Der einzige neue Song des Albums ist der Titelsong.
„Cut The World“ stammt aus einer Produktion von Robert Wilson, die ich als musikalischer Leiter betreue. Das Stück heißt „The Life And Death Of Marina Abramovic“ – die Künstlerin selbst spielt darin die Hauptrolle. In vielerlei Hinsicht klingen in „Cut The World“ frühere Songs von mir an, aber ich würde es eher als eine Abkehr sehen.
„Future Feminism“ ist dagegen kein Song, sondern eine engagierte Rede, ein Plädoyer für die Natur und die Abschaffung des Patriarchats. Hätte man das nicht als Text beilegen können?
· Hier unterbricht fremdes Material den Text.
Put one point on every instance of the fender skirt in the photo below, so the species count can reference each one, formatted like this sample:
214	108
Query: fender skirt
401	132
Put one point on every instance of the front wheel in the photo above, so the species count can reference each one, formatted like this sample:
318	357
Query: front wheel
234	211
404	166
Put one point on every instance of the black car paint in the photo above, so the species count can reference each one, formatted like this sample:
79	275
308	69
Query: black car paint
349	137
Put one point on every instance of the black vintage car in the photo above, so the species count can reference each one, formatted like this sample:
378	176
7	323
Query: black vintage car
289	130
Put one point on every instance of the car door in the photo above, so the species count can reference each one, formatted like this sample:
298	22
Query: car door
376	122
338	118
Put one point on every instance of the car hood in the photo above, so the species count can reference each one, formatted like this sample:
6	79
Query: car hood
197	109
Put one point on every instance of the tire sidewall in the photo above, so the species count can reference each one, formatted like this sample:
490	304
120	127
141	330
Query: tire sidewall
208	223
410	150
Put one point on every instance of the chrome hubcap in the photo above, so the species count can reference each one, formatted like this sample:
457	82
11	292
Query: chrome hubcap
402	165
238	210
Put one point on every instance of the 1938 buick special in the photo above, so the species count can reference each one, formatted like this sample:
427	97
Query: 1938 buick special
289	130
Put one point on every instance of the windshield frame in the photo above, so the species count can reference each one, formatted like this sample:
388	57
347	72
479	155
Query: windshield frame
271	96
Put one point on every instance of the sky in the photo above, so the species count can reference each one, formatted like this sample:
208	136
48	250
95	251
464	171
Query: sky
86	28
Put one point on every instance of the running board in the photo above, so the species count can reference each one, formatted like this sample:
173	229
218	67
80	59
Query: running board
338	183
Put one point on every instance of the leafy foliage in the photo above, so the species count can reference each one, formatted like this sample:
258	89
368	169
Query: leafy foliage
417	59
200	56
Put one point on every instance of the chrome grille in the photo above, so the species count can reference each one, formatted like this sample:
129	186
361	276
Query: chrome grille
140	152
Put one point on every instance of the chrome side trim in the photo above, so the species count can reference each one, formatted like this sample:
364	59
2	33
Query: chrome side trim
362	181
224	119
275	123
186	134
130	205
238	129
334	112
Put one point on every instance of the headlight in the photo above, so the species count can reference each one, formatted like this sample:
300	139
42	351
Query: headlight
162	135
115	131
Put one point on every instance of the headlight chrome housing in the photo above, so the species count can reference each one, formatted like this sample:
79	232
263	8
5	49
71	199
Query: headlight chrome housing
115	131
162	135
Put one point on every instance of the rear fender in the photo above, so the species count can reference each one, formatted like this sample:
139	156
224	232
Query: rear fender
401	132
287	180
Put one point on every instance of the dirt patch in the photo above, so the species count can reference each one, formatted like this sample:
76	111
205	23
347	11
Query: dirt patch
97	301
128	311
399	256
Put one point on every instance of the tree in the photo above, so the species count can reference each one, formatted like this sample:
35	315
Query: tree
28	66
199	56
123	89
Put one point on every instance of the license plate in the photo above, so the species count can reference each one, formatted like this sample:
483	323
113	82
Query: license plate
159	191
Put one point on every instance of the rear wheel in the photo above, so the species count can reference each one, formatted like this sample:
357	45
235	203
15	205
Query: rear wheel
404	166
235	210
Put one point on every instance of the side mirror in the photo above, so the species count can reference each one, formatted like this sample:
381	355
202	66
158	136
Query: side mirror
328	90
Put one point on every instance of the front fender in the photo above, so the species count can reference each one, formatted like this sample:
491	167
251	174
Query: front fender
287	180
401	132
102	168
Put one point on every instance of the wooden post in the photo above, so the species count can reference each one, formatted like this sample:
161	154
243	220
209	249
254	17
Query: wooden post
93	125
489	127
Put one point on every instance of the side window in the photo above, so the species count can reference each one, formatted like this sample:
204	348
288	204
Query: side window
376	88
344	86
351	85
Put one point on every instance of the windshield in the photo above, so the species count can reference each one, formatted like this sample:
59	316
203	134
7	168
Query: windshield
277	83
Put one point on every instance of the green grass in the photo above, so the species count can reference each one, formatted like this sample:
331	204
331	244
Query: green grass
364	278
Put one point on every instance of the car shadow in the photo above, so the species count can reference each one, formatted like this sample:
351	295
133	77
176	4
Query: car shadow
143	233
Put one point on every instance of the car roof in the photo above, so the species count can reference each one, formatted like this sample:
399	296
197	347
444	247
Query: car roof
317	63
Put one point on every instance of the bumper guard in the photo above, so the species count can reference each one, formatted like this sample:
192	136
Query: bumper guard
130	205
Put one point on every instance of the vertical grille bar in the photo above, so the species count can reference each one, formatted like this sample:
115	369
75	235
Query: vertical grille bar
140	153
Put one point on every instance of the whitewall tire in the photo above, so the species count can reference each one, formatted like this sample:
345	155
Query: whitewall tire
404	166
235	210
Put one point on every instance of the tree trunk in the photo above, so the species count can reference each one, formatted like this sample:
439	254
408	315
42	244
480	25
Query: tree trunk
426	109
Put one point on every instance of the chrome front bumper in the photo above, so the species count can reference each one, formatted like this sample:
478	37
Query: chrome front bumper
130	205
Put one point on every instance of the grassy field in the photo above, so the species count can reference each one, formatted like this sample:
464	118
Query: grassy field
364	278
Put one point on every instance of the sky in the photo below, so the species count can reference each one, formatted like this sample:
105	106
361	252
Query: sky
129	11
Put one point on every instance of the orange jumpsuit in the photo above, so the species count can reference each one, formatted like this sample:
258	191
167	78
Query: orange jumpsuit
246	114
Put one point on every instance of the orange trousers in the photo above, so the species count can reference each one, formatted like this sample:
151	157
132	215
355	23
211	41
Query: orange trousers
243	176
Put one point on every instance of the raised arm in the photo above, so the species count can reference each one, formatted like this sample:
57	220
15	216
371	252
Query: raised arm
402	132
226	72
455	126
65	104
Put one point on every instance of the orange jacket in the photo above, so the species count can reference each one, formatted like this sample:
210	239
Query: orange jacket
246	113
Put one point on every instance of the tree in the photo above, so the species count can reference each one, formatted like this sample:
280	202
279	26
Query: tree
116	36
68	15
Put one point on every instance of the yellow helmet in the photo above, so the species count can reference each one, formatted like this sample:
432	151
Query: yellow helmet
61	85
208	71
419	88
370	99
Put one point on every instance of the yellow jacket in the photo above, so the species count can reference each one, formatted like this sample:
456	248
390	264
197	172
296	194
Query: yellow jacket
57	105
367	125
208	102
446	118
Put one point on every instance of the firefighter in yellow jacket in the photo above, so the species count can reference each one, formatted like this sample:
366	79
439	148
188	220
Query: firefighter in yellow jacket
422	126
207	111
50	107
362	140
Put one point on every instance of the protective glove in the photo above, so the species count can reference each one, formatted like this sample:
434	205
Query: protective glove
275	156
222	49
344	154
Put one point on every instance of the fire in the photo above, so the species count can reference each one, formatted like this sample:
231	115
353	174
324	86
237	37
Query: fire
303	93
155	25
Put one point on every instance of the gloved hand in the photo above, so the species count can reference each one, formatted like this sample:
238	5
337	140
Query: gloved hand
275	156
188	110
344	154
Zuerst fand ich den Gedanken, die Rede auf das Album zu nehmen, auch etwas absurd. Dann wurde mir klar, dass ich auf Konzerten gerne mal zum Publikum spreche. Früher habe ich solche Reden immer sehr persönlich gehalten. Ich habe nie über allgemeine oder politische Themen gesprochen, schon gar nicht in den Medien. In dieser Gesellschaft ermuntert man uns nicht zum Mitmachen. Es sind oft immer wieder dieselben Politiker, Wissenschaftler und CEOs, die in den Medien das Wort ergreifen.
Aber Sie wollten nicht als Experte reden, sondern als ganz normaler Bürger, als Betroffener?
Richtig. Viele von uns fühlen sich nicht gut genug gerüstet, um an solchen Debatten teilzunehmen, sie halten sich für nicht berechtigt, etwas dazu zu sagen. Emotionale Haltungen werden oft als hysterisch angesehen oder als weniger wertvoll. Aber als Künstler habe ich vielleicht auch etwas beizutragen – gerade auf der Basis von Intuitionen und Gefühlen.
Sie möchten zum Beispiel das Patriarchat abschaffen – ein Thema, an dem sich Feministinnen schon seit Jahrzehnten abarbeiten. Wie wollen Sie das erreichen – mit Quoten in Politik und Wirtschaft?
Es ergibt wenig Sinn, mehr Frauen in Regierungs- und Firmensysteme zu integrieren. Es geht nicht nur darum, die gleiche Teilhabe und gleiche Bezahlung zu ermöglichen, sondern darum, das System selbst infrage zu stellen. Wir sollten uns fragen: Ist der Kapitalismus überhaupt in der Lage, sich selbst so weit zu regulieren, dass unsere Interessen und die der Natur gewährleistet sind?
Was halten Sie von der Occupy-Bewegung – ist das ein Schritt in die richtige Richtung?
Occupy hat in Amerika einen Bann gebrochen. Plötzlich geht es nicht mehr nur um Demokraten gegen Republikaner, sondern um Arbeiter- und Mittelklasse gegen die Macht der Firmen. Für viele Menschen in Amerika war das ein Aha-Moment. Aber ich fürchte, dass sich das alles schon bald wieder auflöst.
Das klingt pessimistisch.
Mag sein, aber die Republikaner haben es immer wieder hinbekommen, die Menschen zu manipulieren. Sie lenken Debatten auf moralische Themen wie „Rechte für Schwule“. Das macht sie auch für die Mittelklasse interessant und wählbar. Aber warum sollten Schwule unbedingt heiraten? Das ist eine dumme und abgenutzte Idee, das geht überhaupt nicht!
Warum stört Sie eine Diskussion über die Schwulen-Ehe?
Weil deshalb auch Menschen aus der Arbeiter- und Mittelklasse die Republikaner wählen und so die Interessen der großen Konzerne über ihre eigenen stellen. Dabei sollte es doch um das Wohl der Menschen und des Planeten gehen.
Was für ein Verhältnis haben Sie persönlich zur Natur?
Es gibt die idyllische natürliche Welt, ein Paradies jenseits des Zugriffs durch Menschen. Und dann gibt es Natur als Manifestation menschlicher Arbeit. Wir bauen Fabriken, so wie Viren sich reproduzieren. Wenn Sie Viren unter einem Mikroskop anschauen, stellen Sie fest, dass ein ähnliches System dahintersteckt wie bei der industriellen Produktion.